A Danger to Herself and Others(34)



“You can’t exactly be upset with your parents for taking you to the nicest places on Earth,” I say.

“Hannah,” Dr. Lightfoot says gently. “It doesn’t matter how nice the trips were. You are allowed to be angry at your parents.”

I shake my head. “I knew I was lucky, even then. I knew that traveling would influence the person I’d turn out to be.” My father’s voice this time, all that emphasis on broadening my horizons.

That restaurant in Paris was where I first tasted truffles and époisses cheese. (I pretended to love both because my parents did. Secretly, I thought they were stinky and gross.) I tasted sweetbreads that night too. No one bothered to tell me that they tasted a whole lot different than the name implied. (Sweetbreads are actually made from animals’ pancreas and thymus glands.) When the waiter put a plate of sweetbreads in front of me, my parents laughed at the surprised look on my face.

By the time I got to school, most of the girls in my class had already made their best friends.

I didn’t know then what I know now: kindergarten best-friendships are usually pretty fickle. Most girls have at least three best friends before winter break.

I only knew that I needed a best friend ASAP.

I had to pick from the girls no one liked: the smelly, strange, leftover girls. But I discovered I could make them less smelly, less strange. Soon my cast-off girls became the cool, pretty girls, and everyone else wanted to be friends with me and my projects.

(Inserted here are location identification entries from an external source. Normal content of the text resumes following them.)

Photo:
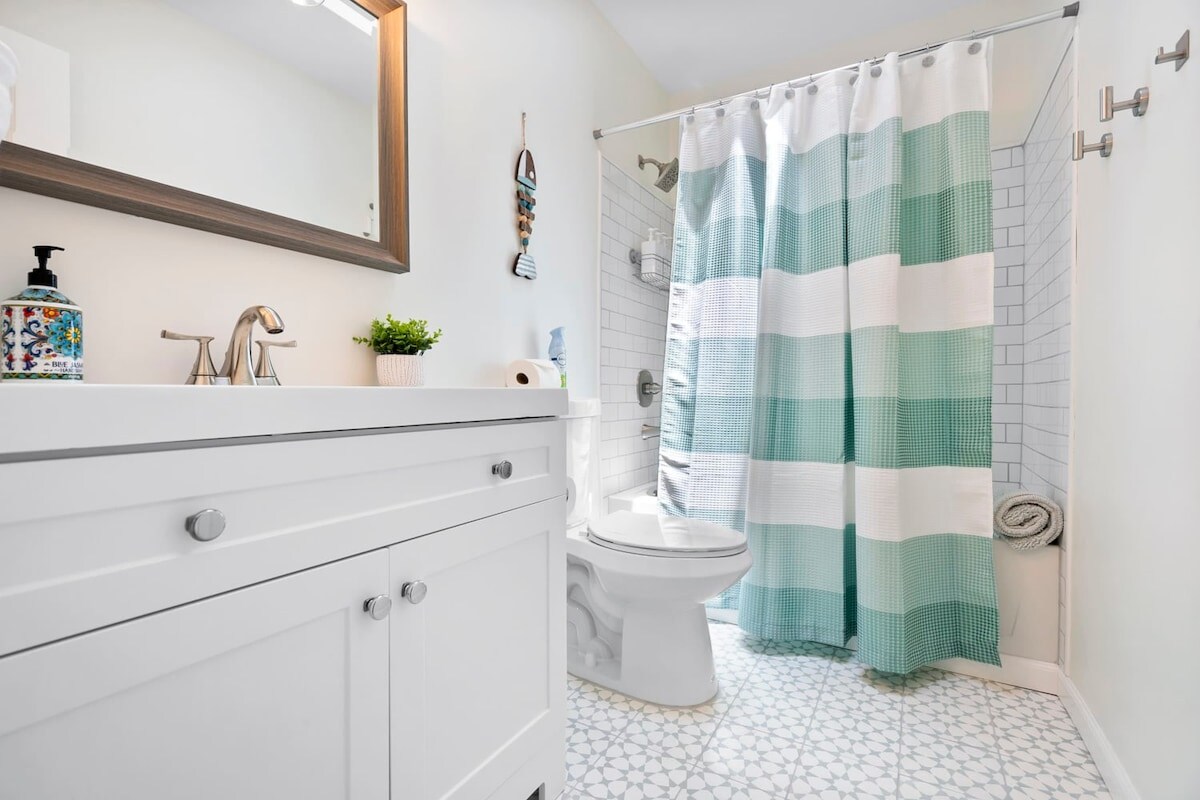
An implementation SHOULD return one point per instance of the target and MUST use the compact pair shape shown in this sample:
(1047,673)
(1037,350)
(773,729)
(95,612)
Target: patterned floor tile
(628,771)
(585,745)
(751,757)
(972,771)
(801,689)
(947,716)
(913,789)
(779,720)
(1031,739)
(856,701)
(1047,780)
(930,681)
(711,786)
(679,733)
(585,708)
(802,721)
(832,723)
(833,769)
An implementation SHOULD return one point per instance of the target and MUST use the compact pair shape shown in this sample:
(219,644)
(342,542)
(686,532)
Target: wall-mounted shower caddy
(653,259)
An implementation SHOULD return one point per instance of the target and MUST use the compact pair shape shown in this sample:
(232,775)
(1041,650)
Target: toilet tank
(582,458)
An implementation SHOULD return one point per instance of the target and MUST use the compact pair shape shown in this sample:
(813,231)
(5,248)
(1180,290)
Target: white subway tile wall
(633,329)
(1045,404)
(1008,358)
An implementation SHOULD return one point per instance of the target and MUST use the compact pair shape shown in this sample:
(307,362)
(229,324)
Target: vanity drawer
(87,542)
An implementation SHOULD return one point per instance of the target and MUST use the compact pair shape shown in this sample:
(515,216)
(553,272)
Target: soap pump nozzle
(42,276)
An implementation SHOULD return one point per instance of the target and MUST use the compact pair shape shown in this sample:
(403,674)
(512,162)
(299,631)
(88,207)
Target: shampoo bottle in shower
(41,330)
(558,353)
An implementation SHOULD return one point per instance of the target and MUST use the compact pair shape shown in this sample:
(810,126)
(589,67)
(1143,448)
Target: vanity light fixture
(347,10)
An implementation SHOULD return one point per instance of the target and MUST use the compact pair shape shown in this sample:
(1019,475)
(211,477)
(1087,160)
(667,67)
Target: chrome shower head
(669,173)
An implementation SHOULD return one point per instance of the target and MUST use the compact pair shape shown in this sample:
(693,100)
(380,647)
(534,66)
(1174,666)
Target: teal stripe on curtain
(768,429)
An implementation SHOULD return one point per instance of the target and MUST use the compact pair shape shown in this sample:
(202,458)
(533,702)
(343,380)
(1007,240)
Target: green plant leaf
(394,337)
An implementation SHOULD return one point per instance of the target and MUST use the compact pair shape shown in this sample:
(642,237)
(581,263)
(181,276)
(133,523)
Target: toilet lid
(661,535)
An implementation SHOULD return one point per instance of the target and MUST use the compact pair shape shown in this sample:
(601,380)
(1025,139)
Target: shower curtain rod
(1071,10)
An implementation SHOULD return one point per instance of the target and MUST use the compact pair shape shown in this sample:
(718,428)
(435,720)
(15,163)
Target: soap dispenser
(41,330)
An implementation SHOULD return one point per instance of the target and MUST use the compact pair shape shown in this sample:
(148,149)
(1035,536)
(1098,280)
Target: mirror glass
(267,103)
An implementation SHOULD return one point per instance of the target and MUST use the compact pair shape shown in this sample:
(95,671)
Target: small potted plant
(399,349)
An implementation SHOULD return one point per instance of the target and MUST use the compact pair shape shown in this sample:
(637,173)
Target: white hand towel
(9,68)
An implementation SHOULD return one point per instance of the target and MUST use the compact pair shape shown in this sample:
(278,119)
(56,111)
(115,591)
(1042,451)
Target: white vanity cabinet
(477,666)
(379,617)
(273,691)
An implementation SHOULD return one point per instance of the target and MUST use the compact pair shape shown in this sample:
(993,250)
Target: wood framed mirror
(81,170)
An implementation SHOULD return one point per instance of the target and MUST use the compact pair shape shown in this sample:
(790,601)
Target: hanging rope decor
(527,184)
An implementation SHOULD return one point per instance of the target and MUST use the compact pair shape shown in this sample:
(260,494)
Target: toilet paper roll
(532,373)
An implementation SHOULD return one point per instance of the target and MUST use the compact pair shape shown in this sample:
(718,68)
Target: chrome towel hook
(1104,146)
(1180,54)
(1139,103)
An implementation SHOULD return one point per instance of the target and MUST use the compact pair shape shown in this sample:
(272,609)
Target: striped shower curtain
(828,379)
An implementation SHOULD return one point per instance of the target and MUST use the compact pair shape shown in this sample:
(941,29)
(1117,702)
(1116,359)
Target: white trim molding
(1105,757)
(1014,671)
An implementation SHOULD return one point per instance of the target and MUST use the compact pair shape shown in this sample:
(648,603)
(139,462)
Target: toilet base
(666,656)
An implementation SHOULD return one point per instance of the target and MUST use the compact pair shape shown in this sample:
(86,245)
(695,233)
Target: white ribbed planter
(400,370)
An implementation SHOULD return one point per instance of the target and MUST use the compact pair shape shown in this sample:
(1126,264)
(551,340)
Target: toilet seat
(665,536)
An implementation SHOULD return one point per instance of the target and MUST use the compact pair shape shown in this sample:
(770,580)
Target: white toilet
(636,587)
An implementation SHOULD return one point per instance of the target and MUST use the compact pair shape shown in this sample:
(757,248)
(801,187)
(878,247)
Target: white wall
(473,67)
(1134,483)
(633,329)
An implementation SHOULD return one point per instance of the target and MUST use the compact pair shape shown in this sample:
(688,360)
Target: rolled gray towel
(1027,521)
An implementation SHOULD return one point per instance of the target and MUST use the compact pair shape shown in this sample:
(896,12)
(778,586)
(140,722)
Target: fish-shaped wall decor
(527,184)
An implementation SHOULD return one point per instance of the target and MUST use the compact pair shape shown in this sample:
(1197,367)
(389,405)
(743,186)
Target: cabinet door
(274,691)
(478,666)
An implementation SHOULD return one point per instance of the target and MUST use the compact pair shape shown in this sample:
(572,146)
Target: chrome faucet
(238,367)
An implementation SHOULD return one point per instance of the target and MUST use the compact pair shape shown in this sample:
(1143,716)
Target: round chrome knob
(414,591)
(205,525)
(378,607)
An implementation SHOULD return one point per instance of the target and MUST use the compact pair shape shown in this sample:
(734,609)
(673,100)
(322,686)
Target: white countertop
(51,417)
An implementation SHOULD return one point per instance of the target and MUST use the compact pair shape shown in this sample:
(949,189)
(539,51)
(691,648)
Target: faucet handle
(264,371)
(204,373)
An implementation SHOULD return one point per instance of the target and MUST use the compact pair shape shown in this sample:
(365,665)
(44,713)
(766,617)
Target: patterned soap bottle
(41,330)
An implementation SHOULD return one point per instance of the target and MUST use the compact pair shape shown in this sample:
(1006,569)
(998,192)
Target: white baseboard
(1015,671)
(1115,776)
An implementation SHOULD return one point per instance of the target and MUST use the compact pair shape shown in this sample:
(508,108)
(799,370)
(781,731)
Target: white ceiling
(696,43)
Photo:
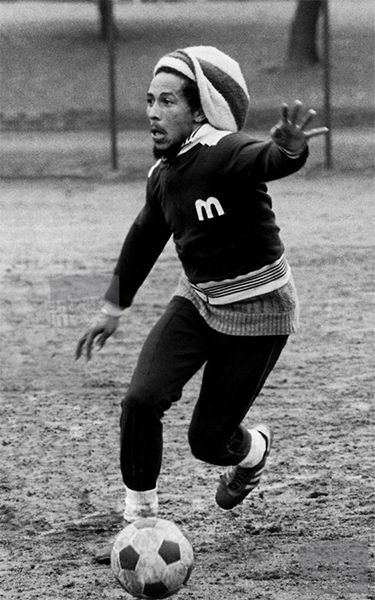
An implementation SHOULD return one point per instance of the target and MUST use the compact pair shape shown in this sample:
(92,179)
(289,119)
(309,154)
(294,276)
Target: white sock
(257,450)
(140,504)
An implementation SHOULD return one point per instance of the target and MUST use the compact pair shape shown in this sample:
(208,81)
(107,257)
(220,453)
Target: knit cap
(222,88)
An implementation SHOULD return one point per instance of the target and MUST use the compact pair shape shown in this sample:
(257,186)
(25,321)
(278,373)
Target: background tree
(303,45)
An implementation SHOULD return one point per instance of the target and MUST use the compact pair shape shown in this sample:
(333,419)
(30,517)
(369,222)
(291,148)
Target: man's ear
(199,116)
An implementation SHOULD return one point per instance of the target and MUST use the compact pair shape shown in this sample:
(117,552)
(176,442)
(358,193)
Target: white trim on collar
(205,135)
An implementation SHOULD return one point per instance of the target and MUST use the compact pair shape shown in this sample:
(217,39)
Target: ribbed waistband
(264,280)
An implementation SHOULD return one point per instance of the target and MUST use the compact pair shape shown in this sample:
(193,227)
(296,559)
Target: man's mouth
(157,133)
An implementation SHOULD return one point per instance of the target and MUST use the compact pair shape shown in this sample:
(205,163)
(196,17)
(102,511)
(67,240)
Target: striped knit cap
(222,88)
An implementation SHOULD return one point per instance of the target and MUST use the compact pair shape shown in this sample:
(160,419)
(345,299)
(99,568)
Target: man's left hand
(289,133)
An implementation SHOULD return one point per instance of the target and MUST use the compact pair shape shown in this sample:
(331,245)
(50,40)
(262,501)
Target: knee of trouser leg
(201,445)
(142,397)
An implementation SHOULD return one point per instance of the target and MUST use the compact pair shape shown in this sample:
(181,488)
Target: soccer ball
(151,558)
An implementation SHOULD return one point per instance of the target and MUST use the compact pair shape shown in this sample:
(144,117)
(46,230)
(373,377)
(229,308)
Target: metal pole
(112,86)
(327,84)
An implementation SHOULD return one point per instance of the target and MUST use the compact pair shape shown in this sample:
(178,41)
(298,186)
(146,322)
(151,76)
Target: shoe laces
(237,478)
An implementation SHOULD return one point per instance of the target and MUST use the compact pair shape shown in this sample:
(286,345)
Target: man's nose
(153,111)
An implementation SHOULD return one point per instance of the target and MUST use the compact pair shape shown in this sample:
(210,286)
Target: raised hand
(102,328)
(289,133)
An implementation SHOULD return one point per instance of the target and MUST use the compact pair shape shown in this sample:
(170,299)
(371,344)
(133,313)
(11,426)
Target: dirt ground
(306,532)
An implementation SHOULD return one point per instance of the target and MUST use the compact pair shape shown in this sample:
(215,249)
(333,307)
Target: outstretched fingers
(315,132)
(295,112)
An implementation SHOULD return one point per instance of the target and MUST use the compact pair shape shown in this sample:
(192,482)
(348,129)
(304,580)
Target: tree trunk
(302,49)
(104,13)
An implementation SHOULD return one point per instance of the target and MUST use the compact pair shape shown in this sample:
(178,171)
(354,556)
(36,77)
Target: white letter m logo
(204,208)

“It sounds like your parents expected you to act like an adult even though you were still a little kid.”

Agnes said, I’ve been taking care of my little sisters for as long as I can remember. I never got to join clubs and teams at school because I had to be home to babysit.

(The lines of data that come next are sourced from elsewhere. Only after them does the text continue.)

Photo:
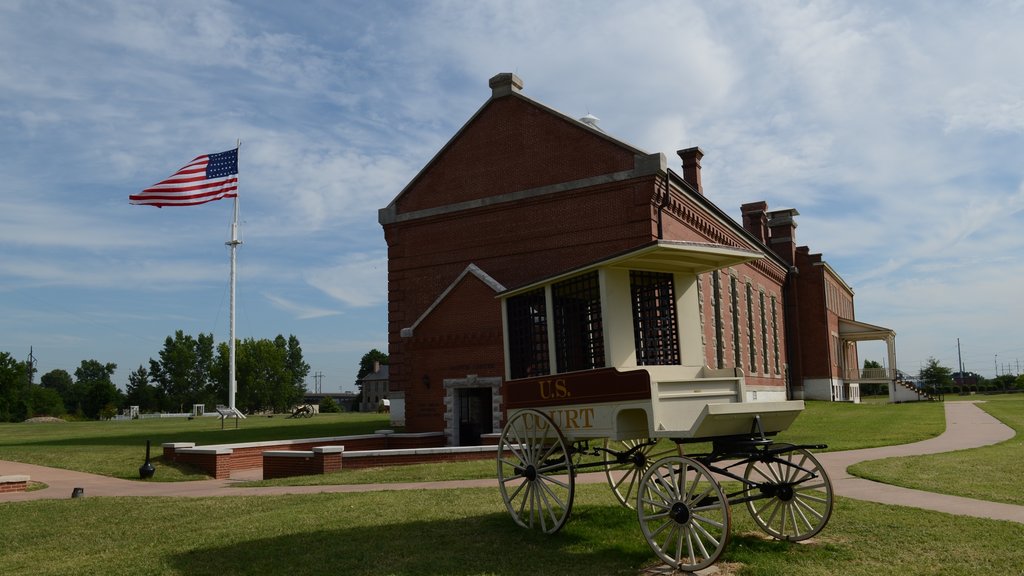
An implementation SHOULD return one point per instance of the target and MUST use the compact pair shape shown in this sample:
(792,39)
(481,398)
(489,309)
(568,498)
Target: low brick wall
(220,460)
(371,458)
(284,463)
(13,483)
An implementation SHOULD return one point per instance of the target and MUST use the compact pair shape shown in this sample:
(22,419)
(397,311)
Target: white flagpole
(235,242)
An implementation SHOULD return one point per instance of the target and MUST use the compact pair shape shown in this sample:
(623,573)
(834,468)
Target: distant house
(375,388)
(523,193)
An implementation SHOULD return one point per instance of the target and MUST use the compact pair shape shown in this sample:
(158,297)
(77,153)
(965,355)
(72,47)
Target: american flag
(206,178)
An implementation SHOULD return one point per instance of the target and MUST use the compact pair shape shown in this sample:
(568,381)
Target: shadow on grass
(480,544)
(203,433)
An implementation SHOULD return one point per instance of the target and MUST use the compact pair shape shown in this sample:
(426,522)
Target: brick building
(522,193)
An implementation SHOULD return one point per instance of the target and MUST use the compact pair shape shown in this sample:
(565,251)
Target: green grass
(992,472)
(118,448)
(461,532)
(842,426)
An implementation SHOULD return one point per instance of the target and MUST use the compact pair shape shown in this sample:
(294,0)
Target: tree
(183,373)
(12,383)
(94,379)
(44,402)
(367,363)
(270,375)
(60,382)
(139,392)
(934,375)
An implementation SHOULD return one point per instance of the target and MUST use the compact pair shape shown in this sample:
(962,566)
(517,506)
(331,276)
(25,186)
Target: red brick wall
(286,466)
(511,146)
(392,460)
(13,486)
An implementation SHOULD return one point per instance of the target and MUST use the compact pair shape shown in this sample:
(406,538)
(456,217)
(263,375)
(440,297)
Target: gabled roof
(854,331)
(509,86)
(470,270)
(662,255)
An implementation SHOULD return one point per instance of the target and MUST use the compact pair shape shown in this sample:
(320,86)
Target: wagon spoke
(683,513)
(797,494)
(529,447)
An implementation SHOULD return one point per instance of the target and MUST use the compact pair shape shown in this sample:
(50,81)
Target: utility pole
(960,361)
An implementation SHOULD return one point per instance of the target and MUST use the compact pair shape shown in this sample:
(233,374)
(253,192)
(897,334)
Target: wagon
(615,383)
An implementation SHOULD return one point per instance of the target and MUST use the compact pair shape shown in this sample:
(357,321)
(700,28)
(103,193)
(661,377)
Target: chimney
(756,220)
(782,234)
(504,84)
(691,166)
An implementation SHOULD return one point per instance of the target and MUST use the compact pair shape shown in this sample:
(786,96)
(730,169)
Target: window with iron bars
(655,331)
(579,330)
(527,334)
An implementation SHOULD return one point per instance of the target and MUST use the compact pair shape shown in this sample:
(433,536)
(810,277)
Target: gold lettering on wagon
(553,388)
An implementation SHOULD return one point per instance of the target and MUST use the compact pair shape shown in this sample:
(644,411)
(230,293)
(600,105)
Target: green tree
(367,363)
(270,375)
(12,382)
(44,402)
(935,375)
(61,382)
(140,393)
(94,379)
(183,373)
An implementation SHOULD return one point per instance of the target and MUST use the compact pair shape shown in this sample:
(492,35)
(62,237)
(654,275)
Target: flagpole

I guess that’s something Agnes and I had in common. Both of us had parents who expected us to act like grown-ups from the very start.

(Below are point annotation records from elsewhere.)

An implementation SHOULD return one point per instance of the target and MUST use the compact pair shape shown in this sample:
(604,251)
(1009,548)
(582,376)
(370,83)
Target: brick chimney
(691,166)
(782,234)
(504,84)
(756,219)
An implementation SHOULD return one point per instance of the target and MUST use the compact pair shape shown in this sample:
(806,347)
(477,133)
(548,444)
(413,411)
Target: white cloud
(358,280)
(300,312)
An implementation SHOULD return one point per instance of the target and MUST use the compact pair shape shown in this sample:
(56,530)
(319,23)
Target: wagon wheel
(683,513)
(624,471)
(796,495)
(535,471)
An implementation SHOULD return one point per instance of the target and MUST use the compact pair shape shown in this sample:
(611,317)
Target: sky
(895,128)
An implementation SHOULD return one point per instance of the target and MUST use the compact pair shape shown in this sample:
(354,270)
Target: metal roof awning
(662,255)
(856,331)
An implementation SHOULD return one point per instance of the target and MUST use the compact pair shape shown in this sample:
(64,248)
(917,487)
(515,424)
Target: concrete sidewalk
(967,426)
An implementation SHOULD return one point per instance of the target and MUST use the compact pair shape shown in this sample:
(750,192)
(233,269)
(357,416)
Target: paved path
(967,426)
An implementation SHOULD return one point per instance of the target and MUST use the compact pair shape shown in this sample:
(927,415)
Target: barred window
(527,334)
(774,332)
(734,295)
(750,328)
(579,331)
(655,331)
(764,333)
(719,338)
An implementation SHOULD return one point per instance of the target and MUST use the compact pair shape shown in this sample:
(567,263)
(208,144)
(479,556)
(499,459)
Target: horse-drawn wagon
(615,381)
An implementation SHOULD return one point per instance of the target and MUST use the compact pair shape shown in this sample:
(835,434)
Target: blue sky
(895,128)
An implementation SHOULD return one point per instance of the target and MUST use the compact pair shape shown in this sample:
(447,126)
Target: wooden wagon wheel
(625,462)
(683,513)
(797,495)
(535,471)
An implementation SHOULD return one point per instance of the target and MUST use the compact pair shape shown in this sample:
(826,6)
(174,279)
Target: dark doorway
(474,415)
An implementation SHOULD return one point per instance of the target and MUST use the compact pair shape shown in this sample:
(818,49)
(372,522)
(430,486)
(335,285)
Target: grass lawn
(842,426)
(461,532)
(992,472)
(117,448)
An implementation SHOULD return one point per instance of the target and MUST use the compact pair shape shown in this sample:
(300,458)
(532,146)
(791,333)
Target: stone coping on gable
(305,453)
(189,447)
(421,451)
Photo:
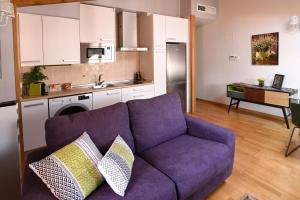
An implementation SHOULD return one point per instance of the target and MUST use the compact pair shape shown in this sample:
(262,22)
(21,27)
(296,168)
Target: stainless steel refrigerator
(176,71)
(10,187)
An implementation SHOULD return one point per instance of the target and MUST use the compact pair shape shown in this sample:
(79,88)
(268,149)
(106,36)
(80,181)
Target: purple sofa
(176,156)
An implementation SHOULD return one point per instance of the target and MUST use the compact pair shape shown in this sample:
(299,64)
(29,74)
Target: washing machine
(70,104)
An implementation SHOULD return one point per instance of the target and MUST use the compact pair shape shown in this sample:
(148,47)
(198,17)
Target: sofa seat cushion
(189,161)
(103,126)
(157,120)
(146,183)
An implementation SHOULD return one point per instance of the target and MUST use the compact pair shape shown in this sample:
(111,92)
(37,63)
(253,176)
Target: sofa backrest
(103,125)
(157,120)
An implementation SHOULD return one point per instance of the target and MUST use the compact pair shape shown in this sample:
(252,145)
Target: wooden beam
(23,3)
(18,89)
(193,42)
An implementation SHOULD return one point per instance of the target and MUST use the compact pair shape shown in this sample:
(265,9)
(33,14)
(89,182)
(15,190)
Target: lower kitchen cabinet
(106,98)
(34,116)
(138,92)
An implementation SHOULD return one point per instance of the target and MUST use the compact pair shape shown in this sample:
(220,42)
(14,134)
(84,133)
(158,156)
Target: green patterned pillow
(71,172)
(116,166)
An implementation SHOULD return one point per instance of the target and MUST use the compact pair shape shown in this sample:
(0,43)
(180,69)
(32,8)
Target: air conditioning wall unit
(206,11)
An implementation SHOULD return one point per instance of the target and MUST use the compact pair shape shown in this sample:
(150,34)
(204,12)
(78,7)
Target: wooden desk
(267,96)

I learned the word precocious when I was four years old.

We’re so lucky to have such a precocious little girl.

Since I didn’t go to day care or preschool, kindergarten was the first place I really interacted with kids my own age. I was already good at getting along with adults. I’d listen to their conversations and come up with clever rejoinders to my parents’ friends’ comments. And when I got tired of doing that, I’d pretend to sleep in the booths of five-star restaurants so the adults could talk. It got so I knew exactly when they’d had enough of oohing and ahhing over me and wanted to talk business, or gossip about who was sleeping with whom, that sort of thing. I knew exactly when to yawn and let my eyes flutter shut. But getting along with kids was new to me.

“I was born mature,” I say with a smile. Of course, Lightfoot isn’t in on the joke.

She shakes her head. “No one is born mature.”

That night at the Michelin-starred restaurant in Paris, after my parents laughed, I ate every last bite of the sweetbreads. I ate the époisses and the truffles even though I couldn’t stand the smell. My parents were proud of me.

From his place in the doorway, Stephen clears his throat. Dr. Lightfoot doesn’t wear a watch or carry a phone into our sessions. (Patient may pose a danger to herself and others.) She counts on Stephen to keep track of the time, so she never stays a minute longer than our allotted session. Not even when I’m having a breakthrough, like maybe she thinks I am today. In medical school, they probably taught her that it was important to maintain proper boundaries in a therapeutic relationship.

Lightfoot stands. “Our time is up.” She smiles at me. She looks so pleased with all my sharing that I’m not sure she even remembers she found me sitting outside my room at the beginning of this session.

I smile back. A real smile.





twenty-five


Here’s something this place has in common with the world’s nicest hotels: Windows in hotel rooms usually don’t open either. Of course, I was never locked in a hotel room like I am here, but when I was little, I wasn’t allowed to leave by myself and I never broke the rules. I would wait for my parents to return from the places they said little girls—even precocious little girls like me—couldn’t go: casinos, nightclubs, bars. They usually only left me at night, when they thought I’d sleep through their absence. And most of the time, I did. But some nights I stayed up waiting for the sound of the door opening in their adjoining room or for Mom to check on me, bringing with her the scent of perfume and alcohol and cigarette smoke. Sometimes she didn’t come until the next morning, waking me to say it was time to get up, get dressed, we had so much more to explore.

Tonight, I’m waiting for Lucy.

At hotel after hotel, I never doubted that my parents were coming back. Some little kids panic when their parents leave them, like they believe there’s a chance they might never see them again. And I read once that puppies can’t tell the difference between being left alone for five minutes and being left alone for five hours. I wasn’t like that. Part of being born mature was being born practical. When my parents said I’d see them again in the morning, that meant I would see them in the morning. It would have been impractical to believe otherwise.

Then again, there was always the possibility that something might have prevented them from getting back to me: a car accident or a run-in with a murderous cab driver or some other tragedy. But when I was little, I didn’t know about dangers like that. At least, I didn’t think about them.